Is Your Language Accurate?

Language is important to our personal psychology.

Everybody has core struggles or fears. The use of language is basic to making sense of them.

Without truthful language, we end up dysfunctional. The lies we tell ourselves only perpetuate the exaggerations and irrationalities within that harm our minds.

Last night, Sarah, a pretty 30-year-old client, was using language to me that she got used to.

She said she never felt pretty and would withdraw socially when in the company of beautiful women. Her language bears no resemblance to reality.

“Look at you, you’re not that pretty,” Sarah vividly remembered her father saying when she was still a child. That’s how language got her mentally boxed in.

“He who has real power is also capable of determining concepts and words,” once wrote a Nazi writer Carl Schmitt.

Identifying the roots of your emotional wounds takes you all the way down to a ghost. It’s found in the machine of language unexamined.
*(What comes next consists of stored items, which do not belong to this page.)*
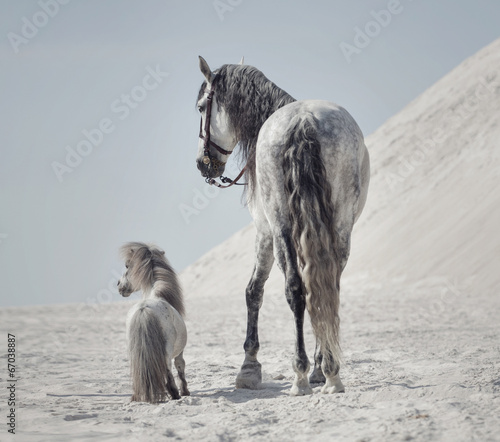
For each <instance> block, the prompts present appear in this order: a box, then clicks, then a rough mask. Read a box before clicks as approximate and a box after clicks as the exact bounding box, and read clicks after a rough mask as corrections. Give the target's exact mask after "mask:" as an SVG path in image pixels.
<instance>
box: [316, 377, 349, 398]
mask: <svg viewBox="0 0 500 442" xmlns="http://www.w3.org/2000/svg"><path fill="white" fill-rule="evenodd" d="M321 393H323V394H335V393H345V388H344V384H342V381H341V380H340V376H339V375H336V376H333V378H329V379H327V380H326V383H325V385H324V386H323V388H322V389H321Z"/></svg>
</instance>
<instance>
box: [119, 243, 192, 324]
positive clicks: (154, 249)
mask: <svg viewBox="0 0 500 442" xmlns="http://www.w3.org/2000/svg"><path fill="white" fill-rule="evenodd" d="M120 255H121V257H122V259H123V260H124V261H125V265H126V266H127V267H128V278H129V281H130V282H131V284H132V286H133V288H134V290H138V289H141V290H142V291H143V292H145V291H147V290H149V289H150V288H151V287H152V288H153V290H154V292H155V295H156V296H158V297H160V298H163V299H164V300H165V301H167V302H168V303H169V304H170V305H171V306H172V307H173V308H175V309H176V310H177V311H178V312H179V313H180V314H181V316H184V314H185V310H184V299H183V296H182V289H181V286H180V284H179V281H178V280H177V275H176V274H175V271H174V269H172V267H171V266H170V263H169V262H168V260H167V258H166V257H165V252H164V251H163V250H161V249H160V248H158V247H157V246H155V245H154V244H145V243H142V242H128V243H126V244H124V245H123V246H122V247H121V248H120Z"/></svg>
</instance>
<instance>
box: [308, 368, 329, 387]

Parents and “original caregivers” originally shaped us through their words and language. You may not have read Schmitt but their words is textbook Schmitt language.

In the vulnerable mind of a child, it is what Mom or Dad says it is.

Listen deeply then. Examine your language. Know how you speak to your self. Truth and wisdom is the reward you get for that.

If you begin with the promise to your self that you’ll do this language task, you’ll heal. Your prior insecurities and fears will soon disappear or appear tiny.

Your new language re-shapes your life in positive, healthy ways.